To try and answer your question directly, c(...) is not "concatenate", it's "combine". That is, it combines it's argument list into a vector. So c(1,2,3) is a vector with 3 elements.
Also, rnorm(n,mu,sigma) is a function that returns a vector of n random numbers sampled from the normal distribution. So at each iteration, i,
a <- rnorm(N[i],mu[i],20)
creates a vector a containing N[i] random numbers sampled from Normal(mu[i],20). Then
feature.location <- c(feature.location,a)
adds the elements of that vector to the vector from the previous iteration. So at the end, you have a vector with sum(N[i]) elements.
I guess you're sampling from a series of locations, each a variable no. of times.
I'm guessing your data looks something like this:
set.seed(1) # make reproducible
N <- ceiling(10*runif(10))
mu <- sample(seq(1000), 10)
> N;mu
[1] 3 4 6 10 3 9 10 7 7 1
[1] 206 177 686 383 767 496 714 985 377 771
Now you want to take a sample from rnorm of length N(i), with mean mu(i) and sd=20 and store all the results in a vector.
The method you're using (growing the vector) is not recommended as it will be re-copied in memory each time an element is added. (See Circle 2, although for small examples like this, it's not so important.)
First, initialize the storage vector:
f.l <- NULL
for (i in 1:length(mu)){
a <- rnorm(n=N[i], mean=mu[i], sd=20)
f.l <- c(f.l, a)
}
Then, each time, a stores your sample of length N[i] and c() combines it with the existing f.l by adding it to the end.
A more efficient approach is
unlist(mapply(rnorm, N, mu, MoreArgs=list(sd=20)))
Which vectorizes the loop. Unlist is used as mapply returns a list of vectors of varying lengths.
What does the following code do:
rnorm(10, mean=2, sd=1:10)
The first number is from N(2,1)
The second number if from N(2,2)
The third number is from N(2,3)
etc...?
The first argument tells R how many random variates you want returned. In this case, it will give you back 10 values. Those values will be drawn from normal distributions with mean equal to 2. In addition, all 10 values will be drawn from distributions with different standard deviations, the first with SD=1, the second 2, ..., the 10th SD=10. Perhaps the thing to understand is that R, by its nature, is vectorized.

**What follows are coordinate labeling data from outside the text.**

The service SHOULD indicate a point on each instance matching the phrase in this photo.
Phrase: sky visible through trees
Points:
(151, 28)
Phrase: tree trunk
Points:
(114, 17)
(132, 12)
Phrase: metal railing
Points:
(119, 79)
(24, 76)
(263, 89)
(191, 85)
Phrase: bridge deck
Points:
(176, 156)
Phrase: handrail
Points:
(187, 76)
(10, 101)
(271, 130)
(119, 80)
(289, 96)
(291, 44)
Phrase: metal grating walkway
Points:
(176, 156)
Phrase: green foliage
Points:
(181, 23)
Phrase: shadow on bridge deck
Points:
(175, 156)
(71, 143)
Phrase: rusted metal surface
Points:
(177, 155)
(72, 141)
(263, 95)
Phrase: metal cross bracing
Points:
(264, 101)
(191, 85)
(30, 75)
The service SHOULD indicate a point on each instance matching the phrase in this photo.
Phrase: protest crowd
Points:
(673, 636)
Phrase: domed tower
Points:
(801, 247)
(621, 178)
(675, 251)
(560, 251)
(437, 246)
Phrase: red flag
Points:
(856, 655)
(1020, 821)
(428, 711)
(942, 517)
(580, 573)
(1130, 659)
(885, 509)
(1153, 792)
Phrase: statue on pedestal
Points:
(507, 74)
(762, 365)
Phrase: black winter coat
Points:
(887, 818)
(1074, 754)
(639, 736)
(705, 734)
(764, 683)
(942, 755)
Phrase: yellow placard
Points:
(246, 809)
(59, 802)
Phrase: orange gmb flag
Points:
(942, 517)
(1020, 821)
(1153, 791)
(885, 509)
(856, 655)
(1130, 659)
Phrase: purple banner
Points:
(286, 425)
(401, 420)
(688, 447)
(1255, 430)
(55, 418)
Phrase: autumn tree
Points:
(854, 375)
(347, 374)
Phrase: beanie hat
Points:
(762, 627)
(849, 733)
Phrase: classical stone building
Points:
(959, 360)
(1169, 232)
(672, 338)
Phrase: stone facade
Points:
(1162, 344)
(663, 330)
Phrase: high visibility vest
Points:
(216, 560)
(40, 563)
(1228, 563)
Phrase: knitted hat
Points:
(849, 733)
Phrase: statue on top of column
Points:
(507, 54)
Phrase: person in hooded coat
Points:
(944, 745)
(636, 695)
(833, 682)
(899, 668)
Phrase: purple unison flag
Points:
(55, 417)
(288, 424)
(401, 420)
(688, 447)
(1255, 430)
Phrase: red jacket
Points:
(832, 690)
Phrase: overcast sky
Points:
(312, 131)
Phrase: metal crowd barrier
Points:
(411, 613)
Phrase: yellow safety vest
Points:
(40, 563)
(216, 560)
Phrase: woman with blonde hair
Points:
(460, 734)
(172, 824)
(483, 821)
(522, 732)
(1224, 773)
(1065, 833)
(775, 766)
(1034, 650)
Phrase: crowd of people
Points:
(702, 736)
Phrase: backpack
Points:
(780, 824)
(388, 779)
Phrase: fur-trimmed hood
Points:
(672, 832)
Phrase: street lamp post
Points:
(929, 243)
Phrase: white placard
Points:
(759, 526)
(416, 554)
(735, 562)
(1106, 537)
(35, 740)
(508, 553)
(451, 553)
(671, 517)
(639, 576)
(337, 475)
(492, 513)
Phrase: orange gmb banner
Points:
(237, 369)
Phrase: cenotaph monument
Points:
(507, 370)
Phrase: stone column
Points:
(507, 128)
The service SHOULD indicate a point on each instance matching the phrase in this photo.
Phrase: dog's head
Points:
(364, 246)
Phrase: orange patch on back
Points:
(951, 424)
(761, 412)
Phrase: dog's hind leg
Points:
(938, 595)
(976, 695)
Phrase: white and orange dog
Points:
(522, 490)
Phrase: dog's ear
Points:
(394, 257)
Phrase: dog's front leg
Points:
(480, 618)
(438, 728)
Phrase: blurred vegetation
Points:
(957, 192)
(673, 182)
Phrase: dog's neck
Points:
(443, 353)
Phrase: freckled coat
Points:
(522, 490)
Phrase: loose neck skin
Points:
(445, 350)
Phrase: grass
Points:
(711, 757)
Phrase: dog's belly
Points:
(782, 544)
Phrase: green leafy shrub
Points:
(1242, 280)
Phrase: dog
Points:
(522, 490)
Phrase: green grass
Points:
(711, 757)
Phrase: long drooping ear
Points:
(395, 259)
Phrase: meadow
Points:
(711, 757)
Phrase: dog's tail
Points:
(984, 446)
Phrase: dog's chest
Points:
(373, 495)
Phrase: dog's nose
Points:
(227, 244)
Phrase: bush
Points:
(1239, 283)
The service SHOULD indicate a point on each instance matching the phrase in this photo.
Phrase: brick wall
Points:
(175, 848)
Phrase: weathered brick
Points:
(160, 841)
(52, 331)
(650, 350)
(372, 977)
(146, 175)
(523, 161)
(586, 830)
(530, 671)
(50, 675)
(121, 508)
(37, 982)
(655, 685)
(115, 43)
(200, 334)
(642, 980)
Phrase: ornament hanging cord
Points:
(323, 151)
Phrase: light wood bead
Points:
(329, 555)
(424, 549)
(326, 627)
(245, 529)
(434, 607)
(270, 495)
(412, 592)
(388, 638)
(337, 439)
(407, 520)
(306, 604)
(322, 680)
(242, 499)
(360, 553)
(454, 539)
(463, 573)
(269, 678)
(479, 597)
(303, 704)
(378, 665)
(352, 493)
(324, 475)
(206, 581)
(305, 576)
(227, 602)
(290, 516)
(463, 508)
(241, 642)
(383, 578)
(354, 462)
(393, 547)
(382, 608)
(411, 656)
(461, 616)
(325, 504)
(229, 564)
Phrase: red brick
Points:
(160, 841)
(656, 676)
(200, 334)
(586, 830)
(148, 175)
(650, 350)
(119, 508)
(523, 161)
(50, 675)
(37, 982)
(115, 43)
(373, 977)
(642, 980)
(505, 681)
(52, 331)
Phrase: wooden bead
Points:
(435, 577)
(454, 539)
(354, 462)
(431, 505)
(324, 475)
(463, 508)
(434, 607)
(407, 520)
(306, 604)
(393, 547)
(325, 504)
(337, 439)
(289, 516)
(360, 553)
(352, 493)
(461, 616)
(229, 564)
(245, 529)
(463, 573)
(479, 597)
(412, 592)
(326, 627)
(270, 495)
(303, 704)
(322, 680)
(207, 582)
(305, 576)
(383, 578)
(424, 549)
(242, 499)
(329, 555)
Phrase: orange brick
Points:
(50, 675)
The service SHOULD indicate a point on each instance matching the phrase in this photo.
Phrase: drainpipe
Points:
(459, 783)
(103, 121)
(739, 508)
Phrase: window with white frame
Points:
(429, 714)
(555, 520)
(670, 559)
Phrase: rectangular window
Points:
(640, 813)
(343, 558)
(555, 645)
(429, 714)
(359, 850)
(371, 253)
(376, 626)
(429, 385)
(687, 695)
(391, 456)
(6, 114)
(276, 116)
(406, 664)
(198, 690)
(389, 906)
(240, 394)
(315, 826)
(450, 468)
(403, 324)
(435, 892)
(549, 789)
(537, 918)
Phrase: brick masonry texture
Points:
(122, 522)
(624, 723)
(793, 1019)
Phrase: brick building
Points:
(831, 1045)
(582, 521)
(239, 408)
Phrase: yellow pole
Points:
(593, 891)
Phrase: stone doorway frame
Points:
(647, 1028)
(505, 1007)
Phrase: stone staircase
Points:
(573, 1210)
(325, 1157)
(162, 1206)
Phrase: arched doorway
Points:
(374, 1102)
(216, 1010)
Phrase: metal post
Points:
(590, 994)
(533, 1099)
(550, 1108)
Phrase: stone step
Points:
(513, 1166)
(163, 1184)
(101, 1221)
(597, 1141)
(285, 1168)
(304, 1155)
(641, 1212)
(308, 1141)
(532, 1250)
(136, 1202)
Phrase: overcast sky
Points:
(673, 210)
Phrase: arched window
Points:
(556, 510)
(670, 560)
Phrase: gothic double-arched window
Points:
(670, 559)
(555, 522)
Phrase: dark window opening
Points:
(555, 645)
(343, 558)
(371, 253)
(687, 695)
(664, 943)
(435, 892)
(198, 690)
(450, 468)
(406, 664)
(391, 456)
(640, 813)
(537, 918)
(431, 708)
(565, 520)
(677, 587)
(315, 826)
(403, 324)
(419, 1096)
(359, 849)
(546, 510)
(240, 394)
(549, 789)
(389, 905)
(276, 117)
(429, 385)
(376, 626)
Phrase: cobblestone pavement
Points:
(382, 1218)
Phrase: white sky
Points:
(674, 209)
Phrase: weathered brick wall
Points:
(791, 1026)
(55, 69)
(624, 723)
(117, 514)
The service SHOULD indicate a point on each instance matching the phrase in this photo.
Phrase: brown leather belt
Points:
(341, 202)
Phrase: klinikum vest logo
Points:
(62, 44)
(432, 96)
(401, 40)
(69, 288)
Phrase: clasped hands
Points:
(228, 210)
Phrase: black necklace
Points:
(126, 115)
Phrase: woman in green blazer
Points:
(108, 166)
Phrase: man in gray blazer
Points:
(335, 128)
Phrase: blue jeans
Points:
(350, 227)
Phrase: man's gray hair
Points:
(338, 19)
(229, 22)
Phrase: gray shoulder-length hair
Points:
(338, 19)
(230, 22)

That is, there is no such thing as a scalar, only a vector of length=1. (I recognize that that doesn't make a lot of sense within pure math, but it does in computer science.) As a result, arguments are often 'recycled' so that they will all match the length of the longest vector, i.e., you end up with a vector of 10 means, each equal to 2, to match your vector of 10 SDs. HTH.